The discovery of so many new animals has raised questions about how they're finding enough food. "What it is about the ocean right in that region that makes it so productive, is something we'd like to figure out," Ms Lynch said.
The penguins feed mostly on shrimplike krill, giving their guano a distinctive pinkish color that can be more easily seen from a satellite. The black and white animals tend to blend into the rocks and are harder to spot, she said.
There were plenty of challenges working in one of the coldest places on the planet, said Hanumant Singh, another study co-author.
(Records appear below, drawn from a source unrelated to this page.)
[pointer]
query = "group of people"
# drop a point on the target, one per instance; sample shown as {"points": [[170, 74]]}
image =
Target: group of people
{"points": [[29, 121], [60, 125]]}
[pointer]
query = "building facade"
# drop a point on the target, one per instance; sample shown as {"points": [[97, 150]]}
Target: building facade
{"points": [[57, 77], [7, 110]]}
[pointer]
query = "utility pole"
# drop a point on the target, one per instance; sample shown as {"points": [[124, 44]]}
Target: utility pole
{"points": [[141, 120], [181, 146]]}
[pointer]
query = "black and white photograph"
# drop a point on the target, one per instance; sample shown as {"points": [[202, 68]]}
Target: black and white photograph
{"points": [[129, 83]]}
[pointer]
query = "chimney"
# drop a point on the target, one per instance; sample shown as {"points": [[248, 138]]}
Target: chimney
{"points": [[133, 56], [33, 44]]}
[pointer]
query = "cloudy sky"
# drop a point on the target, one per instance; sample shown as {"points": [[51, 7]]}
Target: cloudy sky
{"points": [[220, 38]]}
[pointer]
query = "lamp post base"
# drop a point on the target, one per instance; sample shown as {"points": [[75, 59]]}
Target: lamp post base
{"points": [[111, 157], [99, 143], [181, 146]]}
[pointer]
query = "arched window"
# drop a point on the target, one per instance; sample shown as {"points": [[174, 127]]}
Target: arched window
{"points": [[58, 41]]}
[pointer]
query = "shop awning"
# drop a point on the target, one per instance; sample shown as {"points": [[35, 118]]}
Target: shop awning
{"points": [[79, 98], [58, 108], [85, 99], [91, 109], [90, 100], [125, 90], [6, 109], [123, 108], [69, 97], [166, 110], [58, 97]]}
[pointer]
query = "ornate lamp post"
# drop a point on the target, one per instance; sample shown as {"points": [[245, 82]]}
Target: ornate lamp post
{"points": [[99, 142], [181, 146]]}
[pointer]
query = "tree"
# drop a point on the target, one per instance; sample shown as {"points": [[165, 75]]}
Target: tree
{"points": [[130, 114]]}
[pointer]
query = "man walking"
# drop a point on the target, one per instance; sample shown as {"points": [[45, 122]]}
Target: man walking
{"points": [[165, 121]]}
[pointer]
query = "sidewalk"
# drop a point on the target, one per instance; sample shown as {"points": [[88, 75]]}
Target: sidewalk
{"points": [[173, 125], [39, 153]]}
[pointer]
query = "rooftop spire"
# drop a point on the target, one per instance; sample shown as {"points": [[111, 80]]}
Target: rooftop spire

The batteries for the drones kept freezing and losing their power, until the researchers began keeping them warm inside their jackets, said Mr Singh, a professor in the Department of Electrical and Computer Engineering at Northeastern University in Boston. "If you warm them, they'll keep flying," he said.
They also had to manipulate the drones to operate at such a southern latitude, where the change in the Earth's magnetic field close to the poles makes navigation more difficult, said Mr Singh, who is also an associate scientist at the Woods Hole Oceanographic Institution, in Woods Hole, Massachusetts.
The global Adélie penguin population now numbers about 4 million pairs and has nearly doubled over the past four decades, for unknown reasons, Ms Lynch said. But the population along the Western Antarctic Peninsula - one of the most rapidly warming places on the planet - has dropped substantially in recent years, she said.
Adélie are one of two penguin species that live on ice, and thus in some of the coldest places on Earth.
The biggest populations of Adélie penguins live in the Ross Sea, below and east of New Zealand.
While she remains anxious about the penguin's long-term survival, Ms Lynch said that finding new colonies is encouraging.
"Ecologists worry about having all your eggs in one basket," she said. "We have a second basket now on opposite ends of the continent."